As part of our Meet the Author special, we have Laxmi Hariharan, author of The Many Lives of Ruby Iyer, here for an interview where we try and uncover some of the many things that inspired her to create her dystopian world.

1. Dystopian books showcase some of the most powerful heroes and heroines in YA literature today. What novel based hero or heroine did you have when you
were growing up?

It was always Batman for me. The story of an orphan boy who
pledged to revenge his parents and ultimately became the saviour of his city
really spoke to me. The courage of conviction Bruce had to follow his path and become
the Batman – it inspired me and gave me courage during my most rebellious
teenage years. There is this particular scene in the origins story of Batman,
where Alfred is worried that the young Master Wayne is spending too much time
on his own with his books and at the gym. And Bruce replies, “I am in a
hurry to grow up.” That line has stayed with me… I think I am still trying
to grow up though.
2. Your book, The Many Lives of Ruby Iyer, is set in the heart of Bombay, a city wild with culture and modernisation. How important are culture and society in your writing?
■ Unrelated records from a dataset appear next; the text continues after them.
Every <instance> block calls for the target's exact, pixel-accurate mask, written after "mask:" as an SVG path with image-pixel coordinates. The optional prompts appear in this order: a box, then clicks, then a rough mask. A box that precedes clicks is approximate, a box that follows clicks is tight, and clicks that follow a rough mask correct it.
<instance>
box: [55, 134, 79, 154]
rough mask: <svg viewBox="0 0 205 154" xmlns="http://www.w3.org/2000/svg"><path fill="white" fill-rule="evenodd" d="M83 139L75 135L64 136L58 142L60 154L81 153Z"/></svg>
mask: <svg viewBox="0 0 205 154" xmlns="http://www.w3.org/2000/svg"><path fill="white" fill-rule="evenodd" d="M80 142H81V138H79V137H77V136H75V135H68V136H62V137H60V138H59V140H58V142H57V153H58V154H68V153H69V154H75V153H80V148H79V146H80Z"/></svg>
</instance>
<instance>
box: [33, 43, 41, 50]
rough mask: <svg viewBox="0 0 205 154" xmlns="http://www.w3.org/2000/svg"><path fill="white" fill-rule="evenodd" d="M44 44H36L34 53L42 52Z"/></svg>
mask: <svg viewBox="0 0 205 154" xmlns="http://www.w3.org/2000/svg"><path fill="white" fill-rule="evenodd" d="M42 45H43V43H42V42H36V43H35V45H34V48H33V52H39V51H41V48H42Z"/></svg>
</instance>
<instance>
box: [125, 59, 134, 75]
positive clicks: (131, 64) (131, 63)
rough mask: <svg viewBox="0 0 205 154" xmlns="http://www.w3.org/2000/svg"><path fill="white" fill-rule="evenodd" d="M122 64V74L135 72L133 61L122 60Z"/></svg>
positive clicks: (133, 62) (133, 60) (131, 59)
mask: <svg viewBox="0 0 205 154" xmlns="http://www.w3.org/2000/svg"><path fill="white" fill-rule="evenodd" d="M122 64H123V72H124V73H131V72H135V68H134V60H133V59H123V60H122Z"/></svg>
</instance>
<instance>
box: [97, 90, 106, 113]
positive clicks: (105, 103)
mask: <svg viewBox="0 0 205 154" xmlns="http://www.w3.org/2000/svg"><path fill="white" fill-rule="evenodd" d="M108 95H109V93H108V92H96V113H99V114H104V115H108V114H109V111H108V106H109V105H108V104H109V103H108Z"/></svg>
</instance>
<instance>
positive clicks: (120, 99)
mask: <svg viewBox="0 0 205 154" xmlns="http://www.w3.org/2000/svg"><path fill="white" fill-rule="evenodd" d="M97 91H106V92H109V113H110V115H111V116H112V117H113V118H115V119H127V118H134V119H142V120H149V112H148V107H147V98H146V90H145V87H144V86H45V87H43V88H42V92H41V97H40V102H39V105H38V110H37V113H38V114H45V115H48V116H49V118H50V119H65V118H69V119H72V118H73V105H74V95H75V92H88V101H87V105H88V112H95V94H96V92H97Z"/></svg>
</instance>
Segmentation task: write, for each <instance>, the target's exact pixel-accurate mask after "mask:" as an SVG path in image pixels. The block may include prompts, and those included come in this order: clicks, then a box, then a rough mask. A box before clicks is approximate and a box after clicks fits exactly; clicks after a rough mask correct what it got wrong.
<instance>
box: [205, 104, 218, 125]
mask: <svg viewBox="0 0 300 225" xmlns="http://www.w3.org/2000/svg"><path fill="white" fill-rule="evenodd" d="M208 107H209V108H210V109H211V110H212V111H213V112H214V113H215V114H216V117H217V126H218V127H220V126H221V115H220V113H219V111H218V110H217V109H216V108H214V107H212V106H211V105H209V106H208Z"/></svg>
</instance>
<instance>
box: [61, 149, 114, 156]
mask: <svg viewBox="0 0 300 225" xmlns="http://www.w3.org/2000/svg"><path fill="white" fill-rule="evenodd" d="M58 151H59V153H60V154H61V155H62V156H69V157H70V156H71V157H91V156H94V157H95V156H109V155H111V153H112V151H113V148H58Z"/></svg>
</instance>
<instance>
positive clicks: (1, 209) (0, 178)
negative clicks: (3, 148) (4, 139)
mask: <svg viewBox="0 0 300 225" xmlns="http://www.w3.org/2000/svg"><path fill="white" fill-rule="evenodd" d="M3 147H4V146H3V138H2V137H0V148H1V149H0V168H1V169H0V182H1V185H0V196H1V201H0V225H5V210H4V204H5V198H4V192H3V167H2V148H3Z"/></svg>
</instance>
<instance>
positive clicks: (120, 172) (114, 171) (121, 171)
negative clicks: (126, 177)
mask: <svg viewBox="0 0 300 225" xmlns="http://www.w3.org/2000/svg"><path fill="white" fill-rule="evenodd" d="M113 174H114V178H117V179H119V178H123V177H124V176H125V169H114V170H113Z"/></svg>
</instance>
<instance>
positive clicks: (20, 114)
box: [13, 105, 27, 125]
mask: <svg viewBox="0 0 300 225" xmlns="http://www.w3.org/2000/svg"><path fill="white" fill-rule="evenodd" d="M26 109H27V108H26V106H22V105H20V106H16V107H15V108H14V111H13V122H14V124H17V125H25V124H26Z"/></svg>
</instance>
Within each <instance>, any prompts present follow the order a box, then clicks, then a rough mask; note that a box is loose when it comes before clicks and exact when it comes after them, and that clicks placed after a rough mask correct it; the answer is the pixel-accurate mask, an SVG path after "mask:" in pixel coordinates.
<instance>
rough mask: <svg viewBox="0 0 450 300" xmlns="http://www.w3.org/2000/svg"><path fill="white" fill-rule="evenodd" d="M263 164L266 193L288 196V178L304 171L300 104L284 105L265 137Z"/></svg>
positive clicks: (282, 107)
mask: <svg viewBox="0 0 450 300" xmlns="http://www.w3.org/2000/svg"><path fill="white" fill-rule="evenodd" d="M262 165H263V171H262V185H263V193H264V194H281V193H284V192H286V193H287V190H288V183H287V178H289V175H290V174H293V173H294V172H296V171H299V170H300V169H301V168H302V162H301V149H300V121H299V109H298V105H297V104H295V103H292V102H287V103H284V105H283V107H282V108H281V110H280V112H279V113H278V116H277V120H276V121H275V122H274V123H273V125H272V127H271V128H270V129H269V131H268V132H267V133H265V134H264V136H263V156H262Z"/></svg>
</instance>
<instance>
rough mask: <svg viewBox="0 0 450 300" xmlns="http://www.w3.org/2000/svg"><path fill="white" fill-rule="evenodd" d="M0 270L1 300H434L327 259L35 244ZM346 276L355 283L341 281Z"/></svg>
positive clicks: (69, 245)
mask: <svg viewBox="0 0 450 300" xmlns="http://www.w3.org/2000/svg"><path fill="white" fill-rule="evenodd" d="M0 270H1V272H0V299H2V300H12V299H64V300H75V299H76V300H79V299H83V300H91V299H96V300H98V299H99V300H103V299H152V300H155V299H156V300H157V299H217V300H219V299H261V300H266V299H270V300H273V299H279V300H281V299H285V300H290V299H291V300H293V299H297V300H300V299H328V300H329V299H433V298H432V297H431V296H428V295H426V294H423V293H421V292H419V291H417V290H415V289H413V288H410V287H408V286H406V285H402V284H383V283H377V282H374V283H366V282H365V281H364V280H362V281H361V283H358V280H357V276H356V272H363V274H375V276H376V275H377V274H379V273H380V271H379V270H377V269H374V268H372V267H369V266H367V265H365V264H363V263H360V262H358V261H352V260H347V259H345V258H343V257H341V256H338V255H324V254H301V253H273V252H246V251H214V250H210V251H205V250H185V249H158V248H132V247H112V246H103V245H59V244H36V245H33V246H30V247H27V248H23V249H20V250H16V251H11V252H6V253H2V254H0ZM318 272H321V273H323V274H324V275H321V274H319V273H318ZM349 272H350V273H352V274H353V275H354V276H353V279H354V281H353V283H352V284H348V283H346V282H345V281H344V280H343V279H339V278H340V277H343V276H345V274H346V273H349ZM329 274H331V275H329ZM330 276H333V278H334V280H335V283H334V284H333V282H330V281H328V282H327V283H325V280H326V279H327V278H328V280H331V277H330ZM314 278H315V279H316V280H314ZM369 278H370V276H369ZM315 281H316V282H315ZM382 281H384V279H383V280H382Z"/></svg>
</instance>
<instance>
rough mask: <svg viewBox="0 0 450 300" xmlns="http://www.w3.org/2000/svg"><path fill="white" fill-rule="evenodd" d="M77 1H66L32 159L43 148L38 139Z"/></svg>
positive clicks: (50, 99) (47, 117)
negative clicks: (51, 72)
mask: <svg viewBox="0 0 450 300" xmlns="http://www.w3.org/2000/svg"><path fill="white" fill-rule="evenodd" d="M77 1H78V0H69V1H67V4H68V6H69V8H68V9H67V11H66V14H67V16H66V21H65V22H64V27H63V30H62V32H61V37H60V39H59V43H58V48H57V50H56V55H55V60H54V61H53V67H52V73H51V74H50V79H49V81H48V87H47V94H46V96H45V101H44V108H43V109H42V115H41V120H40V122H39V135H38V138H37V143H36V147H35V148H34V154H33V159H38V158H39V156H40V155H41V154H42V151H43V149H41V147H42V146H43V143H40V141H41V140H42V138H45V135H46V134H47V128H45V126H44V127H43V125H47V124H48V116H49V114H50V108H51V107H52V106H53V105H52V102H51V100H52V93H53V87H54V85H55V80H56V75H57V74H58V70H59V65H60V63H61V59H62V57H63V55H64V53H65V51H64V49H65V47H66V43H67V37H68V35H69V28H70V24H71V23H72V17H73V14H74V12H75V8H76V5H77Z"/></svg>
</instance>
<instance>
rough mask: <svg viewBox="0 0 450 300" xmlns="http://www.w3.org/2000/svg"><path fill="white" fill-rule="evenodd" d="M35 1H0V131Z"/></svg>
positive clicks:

More than my conscious mind is aware of. I am surprised how
much I draw upon the culture and society of my home country when I write. But
obviously I am a product of the challenges and opportunities that society
provided me so it impacts my writing in so many different ways. We humans are
defined by our reaction to society. Do we want to be part of it? Do we reject
it? Do we find an uneasy balance with it? The choices we make in our growing
years define who we become. And while these choices are often personal, a lot
of it is influenced by our culture, values and traditions. And then you know
very early those who are going to rebel against the normal as defined by
society and those who will work within the system to carve out a place for
themselves. No choice is right or wrong … But they change the course of your
individual destiny.
3. With all the current human rights violations and conflict
in the world, how do you come to focus on just one element of this in your
dystopian novel?

Its something I did very unconsciously. Growing up in Bombay
as a rebellious teenage girl was not easy. I was weighed down by what Indian
culture expects from me as a girl. Then, within that the traditions of the
particular South Indian Tamil Brahmin caste my family hail from. Yet, I grew up
in the urban, merciless, cosmopolitan society of Bombay, and fiercely
independent about having a career and making my way in this largely patriarchal
society. So everyday I would leave the relative safety of home, knowing that my
commute was not going to be easy. Because that’s just how public transport is
in the city. Its not life threatening but you know as a girl you are going to
most likely get called out by men as you pass them, that on a crowded train
station you are most likely going to be felt up by a man… Every time, it
happened to me, I would get really angry and yet, I would deal with it and get
on, because if I protested or took action, the repercussions would not be
savoury for me.

So when eighteen months ago a young photojournalist was
raped in the centre of Bombay in broad daylight, I felt myself getting really
furious. It was as if nothing had changed in all these years. In fact things
had become worse. I had this vision of a young girl who would not back down
anymore. Who would take the law into her own hands. Who would stand up for
herself regardless of the consequences. Who would follow her heart … and thus
Ruby Iyer was born. And the trigger to her birth is of course her being
molested on a train platform and then being pushed into the path of the train
itself. And yet she survives and goes onto save the city, which is falling
apart around her.
4. Are there any other human rights issues that you would
like to write about in a dystopian novel?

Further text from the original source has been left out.